The importance of physical activity was overlooked in many U.S. states at the start of the pandemic, but Alaska officials are to be commended for avoiding the temptation to order people around for their own good even if it wasn’t good.
The state did impose travel restrictions between communities and encouraged people to avoid close contacts, but quickly made it clear that getting up and moving was a good thing.
Both the Alaska Department of Fish and Game and the state Department of Health and Social Services announced a state ban on non-essential travel did not apply to those headed off to recreate in Alaska’s vast outback.
By then something of a recreation exodus was already underway as many urban Alaskans treated the lockdown as a government-ordered vacation and, given a friendly March and April, headed off into the wilds on snowmachines, fat bikes and skis to recreate.
Meanwhile, other states were slamming shut undeveloped areas.
Residents of Washington state were locked out of state parks and wildlife areas, and Oregon fenced off access to some of its public beaches. People caught crossing the barricades were cited for trespass.
The long-term consequences of all of this will only be known over the long term in a country where the leading causes of death, now including Covid-19, are linked to lack of physical activity and obesity, which is also often linked to lack of physical inactivity.

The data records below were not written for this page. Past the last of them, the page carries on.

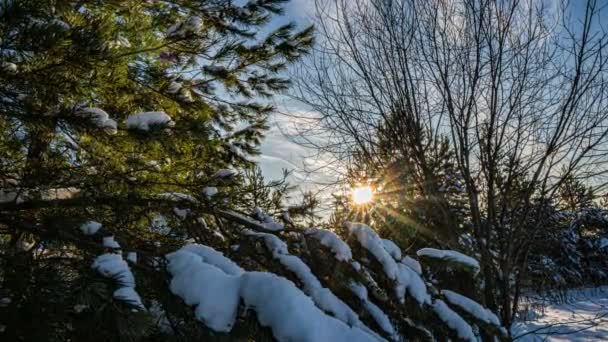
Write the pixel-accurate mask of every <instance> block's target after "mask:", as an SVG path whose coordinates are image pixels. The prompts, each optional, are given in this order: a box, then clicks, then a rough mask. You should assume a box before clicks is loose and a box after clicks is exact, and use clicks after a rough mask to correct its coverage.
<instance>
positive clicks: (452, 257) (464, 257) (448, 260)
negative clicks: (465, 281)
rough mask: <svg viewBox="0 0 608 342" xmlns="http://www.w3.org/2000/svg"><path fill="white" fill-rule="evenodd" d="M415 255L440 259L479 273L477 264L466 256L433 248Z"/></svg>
mask: <svg viewBox="0 0 608 342" xmlns="http://www.w3.org/2000/svg"><path fill="white" fill-rule="evenodd" d="M416 254H418V256H419V257H428V258H433V259H441V260H445V261H451V262H455V263H458V264H461V265H464V266H465V267H467V268H470V269H472V270H473V272H474V273H475V274H477V273H479V262H477V260H475V259H473V258H471V257H470V256H468V255H464V254H462V253H460V252H456V251H452V250H442V249H435V248H422V249H421V250H419V251H418V252H417V253H416Z"/></svg>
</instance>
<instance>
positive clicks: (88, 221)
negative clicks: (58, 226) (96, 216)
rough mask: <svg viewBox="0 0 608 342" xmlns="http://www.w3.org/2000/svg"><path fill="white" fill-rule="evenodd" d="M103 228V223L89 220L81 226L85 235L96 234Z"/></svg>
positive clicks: (83, 223) (91, 234)
mask: <svg viewBox="0 0 608 342" xmlns="http://www.w3.org/2000/svg"><path fill="white" fill-rule="evenodd" d="M100 228H101V223H99V222H97V221H88V222H85V223H83V224H82V225H81V226H80V230H81V231H82V232H83V233H84V235H94V234H95V233H97V231H98V230H99V229H100Z"/></svg>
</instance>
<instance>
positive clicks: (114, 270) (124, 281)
mask: <svg viewBox="0 0 608 342" xmlns="http://www.w3.org/2000/svg"><path fill="white" fill-rule="evenodd" d="M92 267H93V269H94V270H96V271H97V272H99V273H100V274H101V275H102V276H104V277H107V278H112V279H114V280H116V282H117V283H118V285H119V288H118V289H117V290H116V291H114V293H113V297H114V298H116V299H118V300H121V301H124V302H126V303H129V304H131V305H133V306H136V307H138V308H139V309H142V310H143V309H145V308H144V305H143V304H142V302H141V298H140V297H139V294H138V293H137V292H136V291H135V277H134V276H133V273H131V270H130V269H129V265H127V263H126V262H125V261H124V260H123V259H122V256H120V254H113V253H106V254H103V255H100V256H98V257H97V258H96V259H95V261H94V262H93V265H92Z"/></svg>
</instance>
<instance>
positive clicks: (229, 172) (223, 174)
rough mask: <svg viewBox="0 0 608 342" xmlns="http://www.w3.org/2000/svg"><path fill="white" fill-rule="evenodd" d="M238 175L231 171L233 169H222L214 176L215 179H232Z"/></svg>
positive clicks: (215, 174)
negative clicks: (224, 178) (235, 176)
mask: <svg viewBox="0 0 608 342" xmlns="http://www.w3.org/2000/svg"><path fill="white" fill-rule="evenodd" d="M235 175H236V171H235V170H231V169H221V170H217V171H216V172H215V173H214V174H213V178H230V177H233V176H235Z"/></svg>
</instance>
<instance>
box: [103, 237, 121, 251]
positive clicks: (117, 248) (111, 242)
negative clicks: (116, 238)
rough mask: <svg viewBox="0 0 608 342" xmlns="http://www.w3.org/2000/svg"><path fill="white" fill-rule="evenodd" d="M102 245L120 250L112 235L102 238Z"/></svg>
mask: <svg viewBox="0 0 608 342" xmlns="http://www.w3.org/2000/svg"><path fill="white" fill-rule="evenodd" d="M102 244H103V246H104V247H106V248H113V249H118V248H120V244H118V242H117V241H116V240H114V235H110V236H104V237H103V242H102Z"/></svg>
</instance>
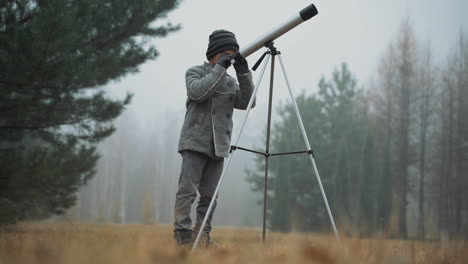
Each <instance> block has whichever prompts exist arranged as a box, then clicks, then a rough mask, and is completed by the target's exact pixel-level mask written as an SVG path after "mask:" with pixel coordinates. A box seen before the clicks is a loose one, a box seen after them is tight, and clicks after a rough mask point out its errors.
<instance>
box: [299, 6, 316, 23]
mask: <svg viewBox="0 0 468 264" xmlns="http://www.w3.org/2000/svg"><path fill="white" fill-rule="evenodd" d="M299 14H300V15H301V18H302V20H304V21H306V20H309V19H311V18H312V17H313V16H315V15H317V14H318V10H317V8H316V7H315V5H314V4H311V5H309V6H308V7H306V8H304V9H302V10H301V12H299Z"/></svg>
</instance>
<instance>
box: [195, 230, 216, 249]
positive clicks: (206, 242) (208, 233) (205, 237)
mask: <svg viewBox="0 0 468 264" xmlns="http://www.w3.org/2000/svg"><path fill="white" fill-rule="evenodd" d="M197 235H198V232H195V231H194V232H193V241H194V242H195V239H197ZM198 243H199V245H200V246H201V247H206V248H208V247H215V243H214V242H213V241H212V240H211V238H210V233H209V232H203V234H202V235H201V237H200V241H198Z"/></svg>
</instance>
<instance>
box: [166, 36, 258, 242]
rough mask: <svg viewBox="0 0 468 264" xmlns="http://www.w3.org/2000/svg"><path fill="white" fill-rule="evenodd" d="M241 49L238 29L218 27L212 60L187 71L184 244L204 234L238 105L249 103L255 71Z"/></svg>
mask: <svg viewBox="0 0 468 264" xmlns="http://www.w3.org/2000/svg"><path fill="white" fill-rule="evenodd" d="M238 51H239V45H238V44H237V40H236V38H235V35H234V34H233V33H232V32H229V31H227V30H216V31H214V32H213V33H212V34H211V35H210V37H209V43H208V49H207V51H206V57H207V59H208V61H209V63H207V62H205V63H204V64H203V65H199V66H193V67H191V68H189V69H188V70H187V72H186V75H185V82H186V88H187V96H188V98H187V102H186V108H187V111H186V114H185V120H184V124H183V127H182V131H181V134H180V141H179V148H178V151H179V153H180V154H181V155H182V167H181V173H180V178H179V184H178V191H177V194H176V202H175V221H174V238H175V240H176V241H177V244H178V245H184V244H189V243H192V234H193V235H194V236H195V235H196V234H198V231H199V229H200V226H201V224H202V222H203V219H204V217H205V214H206V212H207V210H208V206H209V204H210V202H211V199H212V196H213V194H214V191H215V189H216V186H217V184H218V181H219V178H220V177H221V173H222V171H223V163H224V158H226V157H228V156H229V148H230V143H231V132H232V113H233V110H234V108H237V109H243V110H245V109H247V105H248V103H249V100H250V97H251V96H252V92H253V89H254V85H253V83H252V73H251V72H250V71H249V66H248V64H247V61H246V60H245V59H244V58H242V56H240V54H238ZM233 58H235V60H236V62H235V63H234V65H233V66H234V69H235V70H236V75H237V81H238V82H239V83H238V82H237V81H236V79H235V78H233V77H231V76H229V75H228V74H227V73H226V70H227V69H228V68H229V67H230V66H231V59H233ZM254 105H255V104H253V105H252V107H253V106H254ZM197 190H198V192H199V193H200V200H199V202H198V206H197V219H196V225H195V227H194V230H193V231H192V230H191V225H192V220H191V218H190V211H191V206H192V203H193V201H194V200H195V198H196V196H197V193H196V192H197ZM215 199H216V198H215ZM215 207H216V201H215V203H214V206H213V210H212V212H211V214H210V216H209V218H208V220H207V223H206V226H205V228H204V230H203V232H204V233H203V237H202V238H203V240H204V244H205V245H209V243H210V236H209V232H210V231H211V218H212V216H213V212H214V209H215Z"/></svg>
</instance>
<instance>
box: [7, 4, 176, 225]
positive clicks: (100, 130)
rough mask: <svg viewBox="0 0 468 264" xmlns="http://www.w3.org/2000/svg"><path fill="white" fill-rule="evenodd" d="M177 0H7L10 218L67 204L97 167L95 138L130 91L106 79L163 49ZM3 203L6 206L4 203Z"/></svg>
mask: <svg viewBox="0 0 468 264" xmlns="http://www.w3.org/2000/svg"><path fill="white" fill-rule="evenodd" d="M178 2H179V1H177V0H161V1H151V0H135V1H119V0H107V1H93V0H67V1H62V0H50V1H41V0H9V1H1V2H0V90H1V94H0V102H1V103H0V167H1V168H2V170H1V172H0V173H1V175H0V179H1V180H0V205H2V207H3V206H5V207H8V208H9V209H8V210H9V211H10V212H14V213H12V214H8V216H6V217H5V219H7V220H5V221H10V222H11V221H15V220H20V219H24V218H31V217H45V216H48V215H50V214H61V213H63V212H64V210H65V209H66V208H69V207H70V206H72V205H73V204H74V202H75V199H76V197H75V193H76V191H77V190H78V189H79V187H80V186H82V185H84V184H85V183H86V182H87V181H88V180H89V179H90V178H91V177H92V176H93V175H94V167H95V165H96V161H97V159H98V158H99V154H98V153H97V152H96V144H97V143H98V142H100V141H101V140H103V139H104V138H106V137H108V136H109V135H110V134H111V133H112V132H113V131H114V127H113V125H112V121H113V120H114V119H115V118H116V117H118V116H119V115H120V114H121V113H122V111H123V110H124V109H125V106H126V105H128V104H129V103H130V100H131V95H130V94H129V95H127V96H126V97H125V98H123V99H121V100H118V99H111V98H109V97H108V96H106V94H105V91H104V90H103V89H102V86H103V85H105V84H107V83H109V82H110V81H113V80H118V79H119V78H121V77H123V76H125V75H126V74H128V73H135V72H137V70H138V66H139V65H140V64H142V63H143V62H145V61H147V60H149V59H155V58H156V57H157V56H158V52H157V50H156V48H155V47H153V46H151V45H149V43H148V41H149V40H150V38H154V37H164V36H166V35H167V34H168V33H170V32H173V31H176V30H177V29H178V28H179V27H178V26H173V25H171V24H170V23H167V24H165V25H162V26H154V24H152V22H153V21H155V20H157V19H163V18H164V17H165V16H166V14H167V12H169V11H170V10H172V9H174V8H175V7H176V6H177V4H178ZM3 209H4V208H1V209H0V211H2V212H3V211H4V210H3Z"/></svg>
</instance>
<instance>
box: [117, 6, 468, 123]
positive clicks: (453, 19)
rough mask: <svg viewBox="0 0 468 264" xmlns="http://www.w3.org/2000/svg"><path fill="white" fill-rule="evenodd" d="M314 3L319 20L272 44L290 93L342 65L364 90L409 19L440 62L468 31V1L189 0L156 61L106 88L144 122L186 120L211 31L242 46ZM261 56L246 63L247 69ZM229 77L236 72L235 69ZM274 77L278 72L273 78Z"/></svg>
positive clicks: (286, 92) (147, 122) (280, 75)
mask: <svg viewBox="0 0 468 264" xmlns="http://www.w3.org/2000/svg"><path fill="white" fill-rule="evenodd" d="M311 3H314V4H315V5H316V7H317V9H318V10H319V14H318V15H317V16H315V17H314V18H312V19H311V20H309V21H307V22H305V23H303V24H301V25H299V26H298V27H296V28H295V29H293V30H291V31H290V32H288V33H287V34H285V35H283V36H282V37H281V38H280V39H278V40H277V41H276V46H277V48H278V49H279V50H280V51H281V52H282V54H283V55H282V58H283V61H284V63H285V65H286V70H287V71H288V77H289V80H290V82H291V84H292V86H293V89H294V91H295V94H298V93H299V92H300V91H301V90H303V89H305V90H306V91H307V92H308V93H313V92H314V91H316V87H317V82H318V80H319V79H320V77H321V76H322V75H325V76H329V75H330V73H331V72H332V70H333V69H334V68H335V67H337V66H338V65H339V64H340V63H341V62H347V63H348V64H349V67H350V70H351V71H352V72H353V73H354V74H355V75H356V77H357V78H358V80H359V82H360V84H362V85H364V86H365V85H366V83H367V82H368V81H369V79H370V78H371V76H372V75H373V74H374V73H375V69H376V65H377V63H378V60H379V58H380V57H381V56H382V54H383V52H384V51H385V49H386V47H388V45H389V43H390V41H391V40H393V39H395V36H396V35H397V33H398V28H399V26H400V24H401V22H402V21H403V20H404V19H405V17H409V18H410V21H411V24H412V25H413V27H414V29H415V32H416V35H417V37H418V40H420V41H422V42H423V43H426V42H429V41H430V43H431V46H432V48H433V50H434V53H435V55H436V59H439V60H440V59H443V58H444V57H445V55H446V54H447V52H448V50H449V48H450V47H451V46H452V45H454V42H455V39H456V36H457V34H458V32H459V31H460V30H461V29H464V30H465V32H466V31H467V30H468V18H467V17H468V16H467V11H468V1H467V0H444V1H441V0H438V1H436V0H391V1H390V0H341V1H340V0H316V1H306V0H289V1H284V0H283V1H279V0H273V1H272V0H269V1H267V0H237V1H225V0H190V1H189V0H186V1H183V2H182V3H181V4H180V6H179V8H178V9H176V10H174V11H173V12H171V13H170V14H169V16H168V21H171V22H172V23H174V24H181V26H182V29H181V30H180V31H178V32H176V33H173V34H171V35H169V36H168V37H166V38H163V39H155V40H154V41H153V43H154V45H155V46H156V48H157V49H158V51H159V52H160V56H159V57H158V58H157V59H156V60H154V61H149V62H147V63H146V64H144V65H142V66H141V67H140V72H139V73H136V74H133V75H128V76H125V77H124V78H122V79H121V80H120V81H119V82H115V83H111V84H109V85H108V88H110V90H112V93H114V94H122V92H124V91H130V92H132V93H134V94H135V97H134V100H133V103H132V105H131V106H130V108H132V110H133V112H134V113H135V114H136V116H138V119H139V120H140V121H141V122H142V123H143V124H148V123H153V122H161V121H162V120H161V118H162V116H164V114H165V113H166V112H168V111H175V112H181V115H183V114H184V104H185V100H186V90H185V80H184V75H185V71H186V69H187V68H188V67H190V66H192V65H197V64H202V63H203V62H204V60H205V59H206V58H205V52H206V48H207V45H208V36H209V35H210V33H211V32H212V31H214V30H216V29H227V30H230V31H232V32H234V33H235V34H236V36H237V39H238V42H239V44H240V45H241V46H242V45H245V44H247V43H249V42H251V41H253V40H255V39H256V38H257V37H259V36H260V35H262V34H264V33H266V32H268V31H270V29H272V28H274V27H275V26H277V25H279V24H280V23H282V22H284V21H285V20H286V19H288V18H290V17H291V16H293V15H295V14H297V13H298V12H299V11H300V10H301V9H302V8H304V7H306V6H308V5H309V4H311ZM263 51H264V49H262V50H259V51H257V52H256V53H254V54H252V55H251V56H250V57H249V58H248V61H249V64H250V66H252V65H253V64H254V63H255V61H256V60H257V58H258V57H259V56H260V55H261V54H262V53H263ZM229 72H230V73H231V74H234V71H233V69H230V71H229ZM257 72H259V71H257ZM279 73H280V72H279V69H278V72H277V75H276V76H281V75H280V74H279ZM257 74H258V73H254V78H256V76H257ZM268 76H269V75H268V74H266V75H265V77H264V79H263V82H262V84H263V85H262V86H261V88H260V91H259V94H258V96H257V97H258V98H259V102H260V103H262V102H263V103H266V98H267V87H266V85H267V84H268V81H267V78H269V77H268ZM276 80H277V81H276V82H275V94H274V98H275V100H276V101H277V100H285V99H288V94H287V90H286V88H285V86H284V81H283V79H282V78H281V77H278V78H277V79H276Z"/></svg>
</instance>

The problem is really one of technology more than anything.
As Andrew K. Yegia, the lead author on the study of declining physical activity in the U.S. told The Harvard Gazette, “instead of walking to work, we take cars or trains; instead of manual labor in factories, we use machines.
“We’ve made technology to do our physical activity for us. … Our hope is that this (study) helps people think more about the long-term changes of activity that have come with our changes in lifestyle and technology.”
Yegai, a postdoctoral fellow in Harvard’s Department of Human and Evolutionary Biology, understands that this decline in activity runs counter to hundreds of thousands of years of evolution in a species – homo sapien – that evolved as animal always on the move.
The link between a lack of physical activity, or what some call exercise, and Covid-19 deaths was recognized early in the pandemic.
Researchers who published in the peer-reviewed British Journal of Sports Medicine in October of last year reported those who were ” who were consistently inactive” had a 2.26 greater risk of hospitalization and a nearly two and half time greater risk of death from Covid-19 than those “who were consistently meeting physical activity guidelines.”
But interest in the link between Covid-19 deaths and physical inactivity seems to have decreased with the arrival of vaccines that lower the risks of death from Covid-19 for both the physically fit and the physically unfit.
Still, the latest data indicates Covid-19 continues to kill 400 to 600 people per day in the U.S. – many of them vaccinated and many of them- if not most – are vulnerable due to their basic lack of physical fitness. But no one seems interested in doing much about it.
Then again, 400 to 600 deaths per day might not be that many, depending on how one looks at it.
Heart disease, another disease linked to lack of physical activity and long the nation’s number one killer, claims 1,800 to 2,000 lives per day on average, according to CDC numbers, has been doing so for years, and does not seem to have motivated many to become more physically active or encouraged political entities to find ways to get people moving in healthy ways instead of doing everything possible to make it easier to get around in motorized vehicles.